GET website-analytics/_search
{
"size": 0,
"aggs": {
"by_day": {
"date_histogram": {
"field": "@timestamp",
"calendar_interval": "day"
},
"aggs": {
"response_time": {
"percentiles": {
"field": "response_time_ms",
"percents": [ 75, 99 ]
}
},
"moving_pct": {
"moving_percentiles": {
"buckets_path": "response_time",
"window": 2
}
}
}
}
}
}
Copy the code
The above query returns:
{ "took" : 4, "timed_out" : false, "_shards" : { "total" : 1, "successful" : 1, "skipped" : 0, "failed" : 0 }, "hits" : { "total" : { "value" : 8, "relation" : "eq" }, "max_score" : null, "hits" : [ ] }, "aggregations" : { "by_day" : {"buckets" : [{"key_as_string" : "2020-10-01t00:00:00.000z ", "key" : 1601510400000, "doc_count" : 1, "response_time" : {" values ": {" 75.0", 242.0, "99.0", 242.0}}}, {" key_as_string ": "2020-10-02T00:00.000z ", "doc_count" : 3, "response_time" : {"values" : {"75.0" : 388.25, the "99.0", 465.0}}, "moving_pct" : {" values ": {" 75.0", 242.0, "99.0", 242.0}}}, {" key_as_string ": "2020-10-03T00:00.000z ", "doc_count" : 2, "response_time" : {"values" : {"75.0" : 168.0, the "99.0", 168.0}}, "moving_pct" : {" values ": {" 75.0", 353.5, "99.0", 465.0}}}, {" key_as_string ": "2020-10-04T00:00.000z ", "doc_count" :0, "response_time" : {"values" : {"75.0" : Null, "99.0" : null}}, "moving_pct" : {" values ": {" 75.0", 242.25, "99.0", 465.0}}}, {" key_as_string ": "2020-10-05T00:00.000z ", "doc_count" :0, "response_time" : {"values" : {"75.0" : Null, "99.0" : null}}, "moving_pct" : {" values ": {" 75.0", 168.0, "99.0", 168.0}}}, {" key_as_string ": "2020-10-06T00:00:00.000z ", "doc_count" : 1, "response_time" : {"values" : {"75.0" : 220.0, the "99.0", 220.0}}, "moving_pct" : {" values ": {" 75.0", null, "99.0" : null}}}, {" key_as_string ": "2020-10-07T00:00.000z ", "doc_count" :0, "response_time" : {"values" : {"75.0" : Null, "99.0" : null}}, "moving_pct" : {" values ": {" 75.0", 220.0, "99.0", 220.0}}}, {" key_as_string ": "2020-10-08T00:00.000z ", "doc_count" :0, "response_time" : {"values" : {"75.0" : Null, "99.0" : null}}, "moving_pct" : {" values ": {" 75.0", 220.0, "99.0", 220.0}}}, {" key_as_string ": "2020-10-09T00:00.000z ", "doc_count" :0, "response_time" : {"values" : {"75.0" : Null, "99.0" : null}}, "moving_pct" : {" values ": {" 75.0", null, "99.0" : null}}}, {" key_as_string ": "2020-10-10T00:00.000z ", "doc_count" : 1, "response_time" : {"values" : {"75.0" : 99.0, the "99.0", 99.0}}, "moving_pct" : {" values ": {" 75.0", null, "99.0" : null}}}}}}]Copy the code
I’m going to expand a little bit here, so let’s get started.
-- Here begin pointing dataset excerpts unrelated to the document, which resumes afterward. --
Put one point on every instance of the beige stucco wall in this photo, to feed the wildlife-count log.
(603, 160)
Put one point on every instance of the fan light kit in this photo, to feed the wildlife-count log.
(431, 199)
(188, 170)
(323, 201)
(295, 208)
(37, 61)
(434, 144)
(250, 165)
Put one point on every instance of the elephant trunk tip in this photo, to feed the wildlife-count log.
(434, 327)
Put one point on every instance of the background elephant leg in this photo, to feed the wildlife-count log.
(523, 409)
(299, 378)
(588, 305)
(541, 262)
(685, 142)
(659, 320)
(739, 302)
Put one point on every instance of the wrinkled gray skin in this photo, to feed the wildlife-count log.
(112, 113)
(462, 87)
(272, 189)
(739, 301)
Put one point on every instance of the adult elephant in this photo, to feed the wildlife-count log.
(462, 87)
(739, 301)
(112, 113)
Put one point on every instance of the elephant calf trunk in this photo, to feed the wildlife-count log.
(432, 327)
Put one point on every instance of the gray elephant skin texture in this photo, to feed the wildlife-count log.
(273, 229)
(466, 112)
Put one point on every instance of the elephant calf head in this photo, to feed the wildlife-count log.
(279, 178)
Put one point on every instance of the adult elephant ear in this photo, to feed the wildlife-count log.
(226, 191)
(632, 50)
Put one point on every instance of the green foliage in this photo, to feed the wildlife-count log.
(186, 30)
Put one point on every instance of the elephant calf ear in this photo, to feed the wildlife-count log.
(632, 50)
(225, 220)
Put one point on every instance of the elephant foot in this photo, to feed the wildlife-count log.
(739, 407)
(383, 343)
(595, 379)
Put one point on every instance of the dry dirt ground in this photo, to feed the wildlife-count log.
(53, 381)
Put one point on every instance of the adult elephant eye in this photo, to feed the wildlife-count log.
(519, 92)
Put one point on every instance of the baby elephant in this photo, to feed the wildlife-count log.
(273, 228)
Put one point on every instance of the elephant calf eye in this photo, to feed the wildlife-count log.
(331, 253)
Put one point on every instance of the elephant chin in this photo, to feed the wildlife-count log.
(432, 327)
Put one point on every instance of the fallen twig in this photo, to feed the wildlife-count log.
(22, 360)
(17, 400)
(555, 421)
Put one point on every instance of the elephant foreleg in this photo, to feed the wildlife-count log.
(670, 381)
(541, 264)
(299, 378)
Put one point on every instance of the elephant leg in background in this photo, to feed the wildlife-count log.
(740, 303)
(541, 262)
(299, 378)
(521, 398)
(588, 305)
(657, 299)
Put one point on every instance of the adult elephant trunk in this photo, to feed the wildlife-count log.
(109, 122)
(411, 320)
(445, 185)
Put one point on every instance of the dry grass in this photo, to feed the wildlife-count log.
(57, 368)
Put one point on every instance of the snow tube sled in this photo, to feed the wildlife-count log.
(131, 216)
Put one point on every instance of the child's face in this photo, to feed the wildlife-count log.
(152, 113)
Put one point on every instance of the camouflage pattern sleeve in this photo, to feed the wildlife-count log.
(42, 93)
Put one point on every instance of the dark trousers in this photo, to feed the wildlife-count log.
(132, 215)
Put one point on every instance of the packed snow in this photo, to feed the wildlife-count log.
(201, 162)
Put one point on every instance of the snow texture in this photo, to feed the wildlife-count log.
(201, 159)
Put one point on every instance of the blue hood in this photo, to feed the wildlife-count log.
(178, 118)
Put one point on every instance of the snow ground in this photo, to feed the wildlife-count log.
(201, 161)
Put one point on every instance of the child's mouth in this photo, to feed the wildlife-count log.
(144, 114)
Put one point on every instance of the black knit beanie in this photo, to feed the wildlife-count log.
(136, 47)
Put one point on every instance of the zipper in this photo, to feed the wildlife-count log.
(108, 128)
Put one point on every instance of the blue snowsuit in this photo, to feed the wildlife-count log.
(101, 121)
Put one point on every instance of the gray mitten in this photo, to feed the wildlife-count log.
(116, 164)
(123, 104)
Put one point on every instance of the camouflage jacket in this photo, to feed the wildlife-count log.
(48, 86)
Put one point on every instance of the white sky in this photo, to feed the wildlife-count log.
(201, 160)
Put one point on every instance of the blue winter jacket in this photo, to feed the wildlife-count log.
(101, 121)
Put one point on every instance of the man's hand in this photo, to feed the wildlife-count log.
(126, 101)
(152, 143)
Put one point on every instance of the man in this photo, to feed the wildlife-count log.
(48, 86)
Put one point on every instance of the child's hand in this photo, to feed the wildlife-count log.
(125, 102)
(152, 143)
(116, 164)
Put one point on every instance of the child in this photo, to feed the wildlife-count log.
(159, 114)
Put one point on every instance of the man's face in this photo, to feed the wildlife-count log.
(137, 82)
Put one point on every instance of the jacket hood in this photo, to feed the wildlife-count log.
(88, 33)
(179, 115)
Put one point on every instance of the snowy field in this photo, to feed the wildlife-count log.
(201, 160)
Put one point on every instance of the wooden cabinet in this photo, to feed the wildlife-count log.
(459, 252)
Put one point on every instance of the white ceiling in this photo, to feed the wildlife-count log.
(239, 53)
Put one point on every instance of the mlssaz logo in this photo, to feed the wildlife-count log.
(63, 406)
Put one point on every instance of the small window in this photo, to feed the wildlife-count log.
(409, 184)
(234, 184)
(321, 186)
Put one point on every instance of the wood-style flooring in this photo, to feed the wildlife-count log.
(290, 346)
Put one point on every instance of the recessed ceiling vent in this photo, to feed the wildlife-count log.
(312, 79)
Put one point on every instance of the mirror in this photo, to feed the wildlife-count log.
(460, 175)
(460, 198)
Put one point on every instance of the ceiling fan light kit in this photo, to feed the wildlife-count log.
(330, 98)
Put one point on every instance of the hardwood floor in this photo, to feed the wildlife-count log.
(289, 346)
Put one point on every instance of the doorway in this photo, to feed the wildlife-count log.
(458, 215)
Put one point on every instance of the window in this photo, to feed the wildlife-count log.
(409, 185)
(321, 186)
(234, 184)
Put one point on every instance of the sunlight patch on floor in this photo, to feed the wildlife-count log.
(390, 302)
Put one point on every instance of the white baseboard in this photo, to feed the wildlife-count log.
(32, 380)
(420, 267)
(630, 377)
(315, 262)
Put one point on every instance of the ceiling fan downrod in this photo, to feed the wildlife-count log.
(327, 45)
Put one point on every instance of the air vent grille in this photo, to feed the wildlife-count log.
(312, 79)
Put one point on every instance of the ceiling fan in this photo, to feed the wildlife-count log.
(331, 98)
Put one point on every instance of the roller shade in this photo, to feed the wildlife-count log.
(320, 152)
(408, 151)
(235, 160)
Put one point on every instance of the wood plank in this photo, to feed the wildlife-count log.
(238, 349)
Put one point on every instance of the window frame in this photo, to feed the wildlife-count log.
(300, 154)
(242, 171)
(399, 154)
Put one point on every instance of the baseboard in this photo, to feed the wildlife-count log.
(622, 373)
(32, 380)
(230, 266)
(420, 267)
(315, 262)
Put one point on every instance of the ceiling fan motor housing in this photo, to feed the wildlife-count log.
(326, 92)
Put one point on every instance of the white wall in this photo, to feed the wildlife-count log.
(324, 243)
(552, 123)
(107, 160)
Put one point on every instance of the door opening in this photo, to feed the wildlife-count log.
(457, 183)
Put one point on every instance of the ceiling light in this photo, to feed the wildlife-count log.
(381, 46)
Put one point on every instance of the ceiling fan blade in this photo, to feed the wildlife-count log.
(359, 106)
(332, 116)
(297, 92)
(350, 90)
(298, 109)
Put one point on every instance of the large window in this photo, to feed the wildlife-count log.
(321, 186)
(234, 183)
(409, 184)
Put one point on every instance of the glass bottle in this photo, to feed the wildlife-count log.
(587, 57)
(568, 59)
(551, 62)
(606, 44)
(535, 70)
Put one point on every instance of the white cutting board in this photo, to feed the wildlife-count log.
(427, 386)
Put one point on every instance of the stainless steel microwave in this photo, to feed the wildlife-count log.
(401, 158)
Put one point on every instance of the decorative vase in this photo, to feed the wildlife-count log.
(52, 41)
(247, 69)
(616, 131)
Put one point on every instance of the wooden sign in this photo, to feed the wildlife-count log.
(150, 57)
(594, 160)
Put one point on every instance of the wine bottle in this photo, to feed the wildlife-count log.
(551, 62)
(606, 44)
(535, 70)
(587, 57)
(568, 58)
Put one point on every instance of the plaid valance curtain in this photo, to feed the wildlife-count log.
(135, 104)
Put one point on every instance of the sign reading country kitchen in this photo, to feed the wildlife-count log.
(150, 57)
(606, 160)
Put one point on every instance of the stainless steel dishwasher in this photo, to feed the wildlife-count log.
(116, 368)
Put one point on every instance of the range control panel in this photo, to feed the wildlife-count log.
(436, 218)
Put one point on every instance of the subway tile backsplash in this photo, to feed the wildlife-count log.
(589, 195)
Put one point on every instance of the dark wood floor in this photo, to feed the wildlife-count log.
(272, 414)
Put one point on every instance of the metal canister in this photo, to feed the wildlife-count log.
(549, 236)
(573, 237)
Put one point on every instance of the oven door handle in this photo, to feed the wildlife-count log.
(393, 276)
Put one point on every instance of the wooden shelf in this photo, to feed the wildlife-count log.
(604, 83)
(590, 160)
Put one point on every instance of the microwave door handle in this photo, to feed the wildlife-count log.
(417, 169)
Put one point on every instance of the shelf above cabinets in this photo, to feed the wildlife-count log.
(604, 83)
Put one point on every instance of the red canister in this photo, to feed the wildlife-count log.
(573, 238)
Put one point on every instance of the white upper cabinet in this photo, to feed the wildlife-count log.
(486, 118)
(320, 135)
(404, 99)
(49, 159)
After storing by day, the percentile aggregation computes the percentiles of buckets stored per day. The MOVing_Percentiles pipe AGG then takes the first two buckets and calculates a moving average from them. Note that if you also want to include the current bucket, you can change the behavior of which buckets should be used by using the Shift parameter.
pipeline inference Aggregation
We will skip inference bucket aggregation because we plan to publish a blog post explaining it soon. Whet your appetite: You can run a pre-trained model against the results of the parent bucket summary. Stay tuned!
Support for the histogram
field type
Strictly speaking, this is not aggregation, but aggregation is affected by this data type, so it’s worth mentioning.
You may have lost the histogram Field type, which allows you to store pre-aggregated numerical data – for example, this data is widely used in Elastic Observability. This particular field type supports a subset of aggregations, and you’ll find some aggregations that are not yet supported… . But more needs to be done to support this.
Support for geo_shape
in geo aggregations
Again, strictly speaking, this is not a single convergence, but a big step forward, so it is worth mentioning.
In addition to the geo_point field type, a significant investment has been made to make the geo_bounds, geo_tile, geo_hashgrid, and geo_centroid aggregation work with the geo_SHAPE field type.